We took a few moments, a few long breaths, we stared out at the reedy margins of Gazzam Lake and the waterfowl and birds that soared and swooped and scooted over and across it.
Maggie emphasized how privileged we are to live where we do, she and I, close enough to this beautiful, forested reserve to walk here daily if we wish. She restated again her interest in researching the effects of greenspace interventions in urban settings, and how our comfort in this setting is also a privilege. She expressed a desire to see more people exposed to green environments and an increase in psychological ease in forested landscapes and thereby full access to the benefits she experiences from her time in the forest.
“It brings me into presence. Looking at those mosses, and feeling those mosses, and smelling those mosses, and listening to the birds, it makes me more aware of—put the cell phone down, put the laptop away, be more present to people, be more present to yourself. Be kinder to yourself. Have compassion for yourself.
“We’re intune with nature because we are nature. We’re a part of nature. A dynamic part of it.”
Soley, Maggie’s precious eleven year old labrador, turned her nose into the wind. We admired her calm presence to whatever she sensed on the breeze slipping off the lake.
“She is pure spirit,” Maggie said, lovingly.
As the three of us stared out at the lake, and Maggie and I sipped tea, I told her that when I’ve been away for a couple days, particularly when I’ve otherwise been habituated to being in the forest daily, I feel a pull back again.
In my first conversation with Maggie in which I shared with her my interest in place attachment the concept didn’t immediately resonate with her. She described herself as a nomad: she’d lived all over California, elsewhere in the US, here on Bainbridge most recently, in France for a while just after she retired, in Switzerland for a time.
“I’m thinking about moving to Portugal!” Maggie pronounced, “But what about Gazzam!?”
There it is, I thought.
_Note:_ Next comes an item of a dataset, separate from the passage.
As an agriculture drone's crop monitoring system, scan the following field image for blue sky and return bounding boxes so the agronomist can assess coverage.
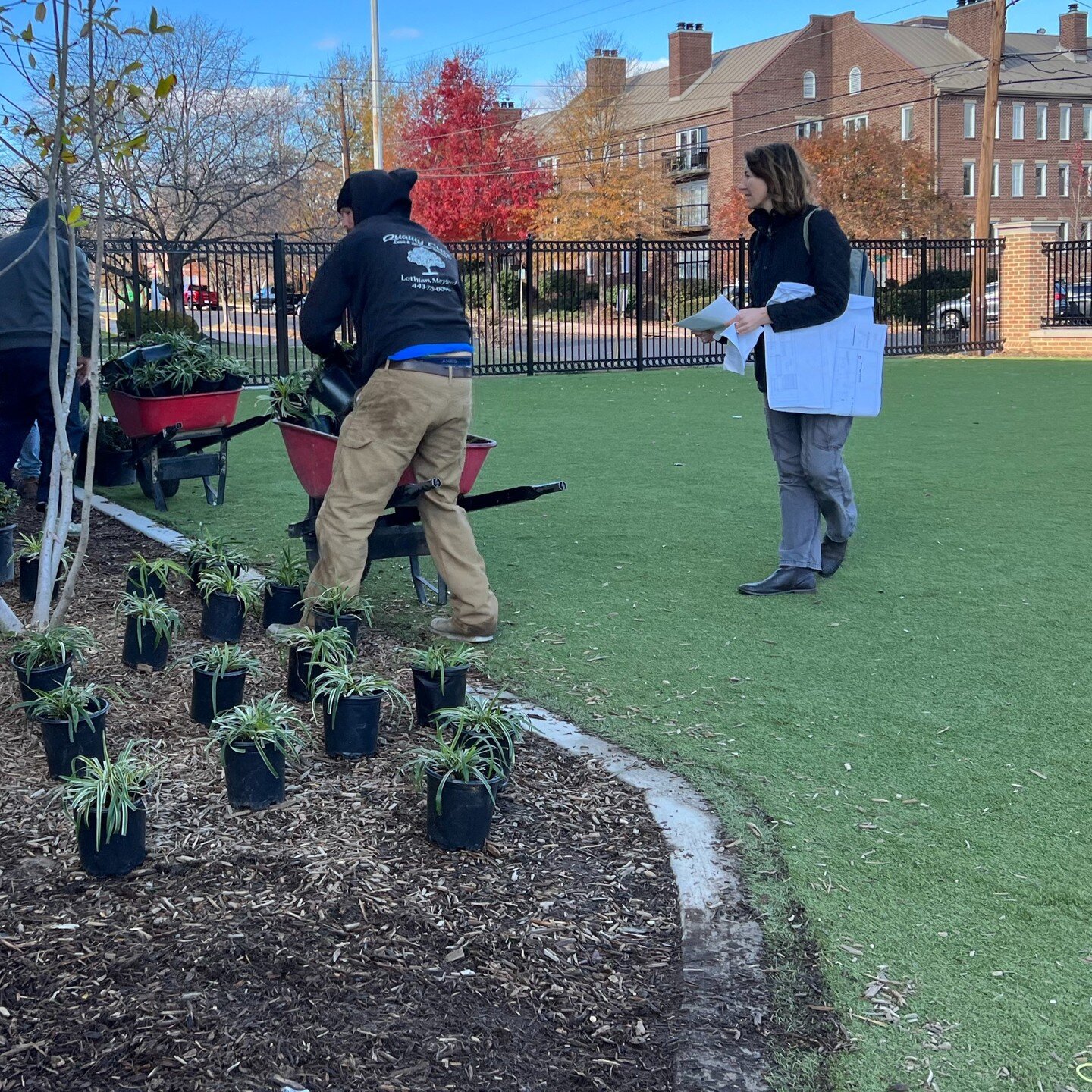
[119,0,1087,102]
I smiled back at her—I get it. Because a forest bath calls for the same ingredients as place attachment: time, depth of attention. That’s not to say either of us are forever bound to living where we do and regularly accessing Gazzam Lake as we are in the habit of doing. But she loves it. She gets it. This place also works on her, she’s also attached.
She poured me another cup of ginger lemon tea.
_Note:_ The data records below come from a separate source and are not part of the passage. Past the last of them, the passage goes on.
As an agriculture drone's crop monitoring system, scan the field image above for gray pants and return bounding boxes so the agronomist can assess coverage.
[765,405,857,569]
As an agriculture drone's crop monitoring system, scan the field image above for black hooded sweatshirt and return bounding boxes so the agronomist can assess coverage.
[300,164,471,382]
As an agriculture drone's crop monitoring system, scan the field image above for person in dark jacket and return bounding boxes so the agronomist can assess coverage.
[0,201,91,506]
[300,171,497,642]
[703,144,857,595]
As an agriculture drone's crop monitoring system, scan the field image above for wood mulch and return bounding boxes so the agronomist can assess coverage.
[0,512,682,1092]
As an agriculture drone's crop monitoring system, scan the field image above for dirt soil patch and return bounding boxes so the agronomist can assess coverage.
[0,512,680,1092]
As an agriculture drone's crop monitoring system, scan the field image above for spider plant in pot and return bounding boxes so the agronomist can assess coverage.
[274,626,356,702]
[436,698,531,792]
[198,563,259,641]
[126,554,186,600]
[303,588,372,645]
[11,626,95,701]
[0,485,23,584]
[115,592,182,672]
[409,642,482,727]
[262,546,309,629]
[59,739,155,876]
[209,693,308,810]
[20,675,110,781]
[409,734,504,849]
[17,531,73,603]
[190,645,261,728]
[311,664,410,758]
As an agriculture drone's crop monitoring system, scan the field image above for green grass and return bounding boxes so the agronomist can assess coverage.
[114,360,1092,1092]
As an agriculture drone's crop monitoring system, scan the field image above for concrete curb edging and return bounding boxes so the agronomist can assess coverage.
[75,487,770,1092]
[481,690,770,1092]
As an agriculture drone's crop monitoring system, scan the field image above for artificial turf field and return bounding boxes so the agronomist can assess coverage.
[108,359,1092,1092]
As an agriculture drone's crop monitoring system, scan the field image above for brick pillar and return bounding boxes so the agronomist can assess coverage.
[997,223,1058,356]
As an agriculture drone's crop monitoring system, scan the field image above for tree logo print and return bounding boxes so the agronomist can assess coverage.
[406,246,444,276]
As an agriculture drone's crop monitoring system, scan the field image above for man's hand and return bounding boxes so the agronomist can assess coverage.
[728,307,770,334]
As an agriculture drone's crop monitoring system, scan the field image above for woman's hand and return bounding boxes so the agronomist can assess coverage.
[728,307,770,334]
“Right now, we could paint a picture in our mind of this lake,” said Maggie, replacing the lid on the thermos. “And we could call upon it when we’re not here.”
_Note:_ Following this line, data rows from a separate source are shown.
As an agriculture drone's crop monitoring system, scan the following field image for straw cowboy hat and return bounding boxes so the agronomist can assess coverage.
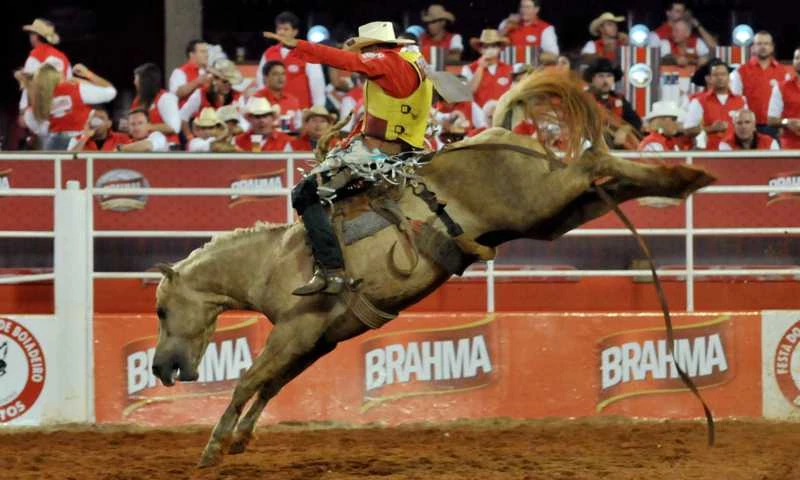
[194,107,222,128]
[22,18,61,45]
[644,100,683,120]
[245,97,281,115]
[469,28,508,50]
[421,4,456,23]
[303,105,336,123]
[208,58,242,85]
[589,12,625,37]
[344,21,414,52]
I recalled Krista Tippett’s interview with the late John O’Donohue in which he said, “You should always keep something beautiful in your mind…[With] some kind of little contour that you can glimpse sideways at, now and again, you can endure great bleakness.”
“Yes! And I also feel that pull back to these woods when it’s been a few days,” she circled back, “I’ve also been to the Grand Forest—does it do anything for you?”
She referred to another beautiful, forested park on Bainbridge Island. One we are lucky to have. “You know,” I responded, “The trees there are bigger; the forest is actually healthier by a lot of metrics…and it doesn’t do the same thing for me. This is my place here.”
“It doesn’t do the same thing for me, either!” she enthused.
We sat back and sipped our tea, basking in our senses, in our familiarity and enchantment with this place, searching the branch tips for some bit of it to taste on our next visit.